Infolge des Verbots entwickeln die Gerichte umfangreiche Regeln
(„Richterrecht“), wie zu entscheiden ist und was als Behinderung
der Arbeit gilt. Z.B.: weil formale Kriterien nicht erfüllt wurden
oder ein Gesetz nicht verfassungskonform war. Rechtsgrundsätze
werden weiterentwickelt, Richter müssen sich fortbilden. Für die
Entwicklung der Rechtstheorie, an der das System lernen kann, sind
die hard cases im anglo-amerikanischen Common Law von
herausragender Bedeutung. Hierbei handelt es sich um besonders
schwierige Fälle, die mit den Mitteln des Rechts nicht eindeutig
entschieden werden können. Gerichte müssen darum
Entscheidungsregeln entwickeln, die es ihnen möglich machen,
„trotzdem“ zu entscheiden. Die Geltung solcher Regeln, die für
Präzedenzfälle entwickelt werden, kann umstritten sein und bleiben.

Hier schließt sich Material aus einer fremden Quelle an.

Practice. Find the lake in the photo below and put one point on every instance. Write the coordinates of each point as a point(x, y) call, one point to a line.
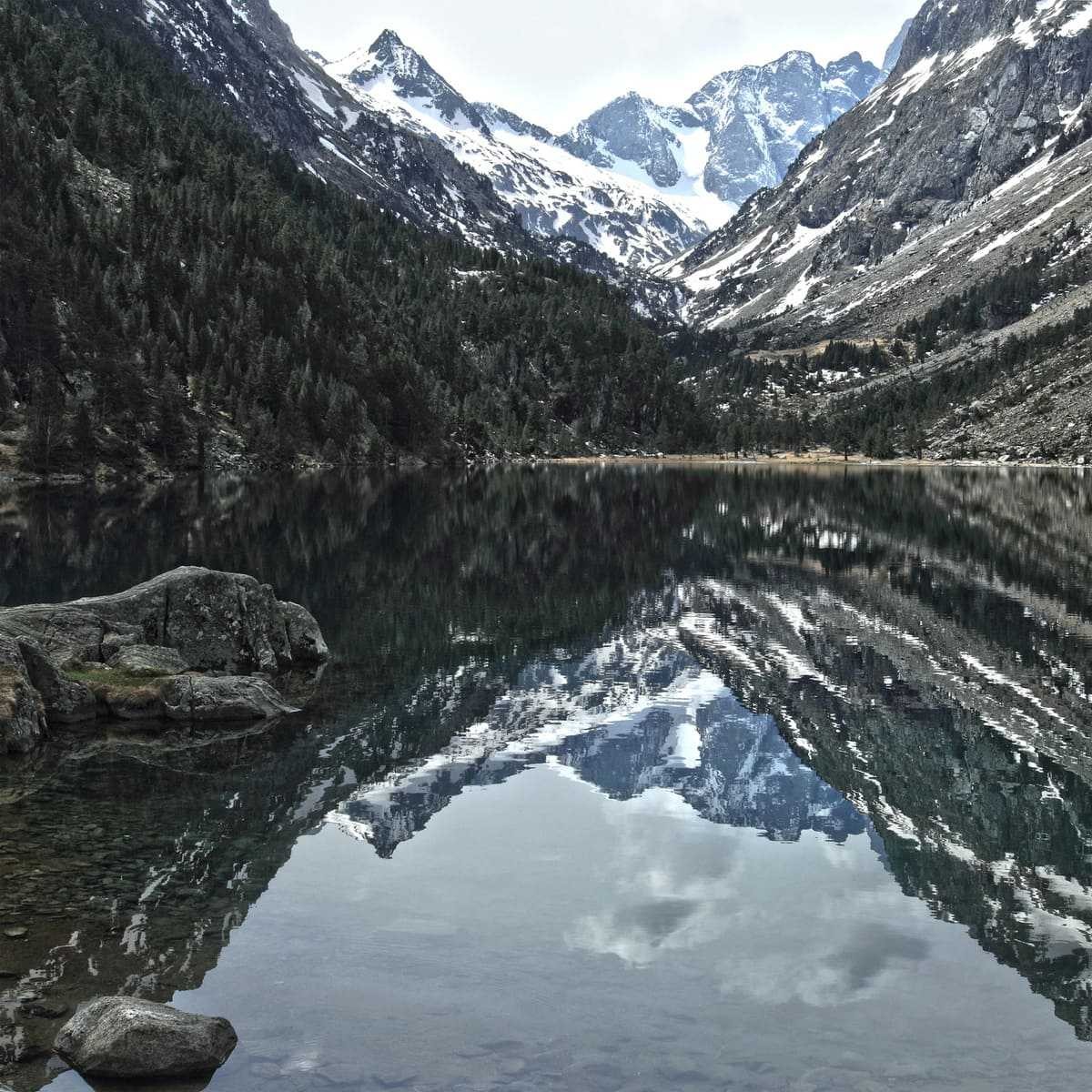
point(622, 778)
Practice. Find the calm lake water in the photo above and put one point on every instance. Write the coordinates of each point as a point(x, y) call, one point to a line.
point(622, 779)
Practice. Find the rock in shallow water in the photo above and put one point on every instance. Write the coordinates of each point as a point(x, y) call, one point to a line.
point(124, 1037)
point(190, 620)
point(229, 698)
point(22, 711)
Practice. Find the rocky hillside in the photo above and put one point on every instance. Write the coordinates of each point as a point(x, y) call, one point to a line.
point(737, 134)
point(546, 190)
point(910, 212)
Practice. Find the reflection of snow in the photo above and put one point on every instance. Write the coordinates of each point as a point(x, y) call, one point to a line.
point(681, 885)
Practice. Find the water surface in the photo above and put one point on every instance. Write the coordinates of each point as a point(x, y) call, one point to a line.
point(622, 779)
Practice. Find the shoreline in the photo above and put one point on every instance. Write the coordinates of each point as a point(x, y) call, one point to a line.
point(825, 459)
point(812, 459)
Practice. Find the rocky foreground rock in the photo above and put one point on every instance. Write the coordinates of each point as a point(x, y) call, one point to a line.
point(190, 645)
point(124, 1037)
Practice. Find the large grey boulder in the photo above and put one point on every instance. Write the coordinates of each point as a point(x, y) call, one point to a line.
point(66, 703)
point(216, 621)
point(22, 710)
point(124, 1037)
point(229, 698)
point(132, 655)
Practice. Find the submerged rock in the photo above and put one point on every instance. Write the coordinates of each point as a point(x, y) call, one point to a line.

Begründungen von Entscheidungen werden entsprechend kurzgehalten,
um unnötige Selbstfestlegung zu vermeiden. Man beschränkt sich auf
das Notwendige. Dabei unterscheidet man deutlich zwischen rationes
decidendi (Entscheidungsrationalität) und obiter dicta, nebenbei
geäußerten Rechtsansichten, die nicht zur Entscheidungsfindung
beitrugen. Der Zwang zu entscheiden und die Freiheit, Regeln zu
entwickeln, stehen in einem notwendigen Spannungsverhältnis. Dieses
endet, sobald das Urteil zu einem bestimmten Zeitpunkt
rechtskräftig wird. Auch wenn an den Regeln im Nachhinein Zweifel
aufkommen sollten – die Rechtskraft des Urteils steht damit nicht
in Frage. Anders als Gesetze, kann das Urteil nicht nachträglich an
veränderte Annahmen und Regeln angepasst werden. „Richterrecht“ ist
demnach nicht nur eine Norm, sondern eine autologische Vorschrift.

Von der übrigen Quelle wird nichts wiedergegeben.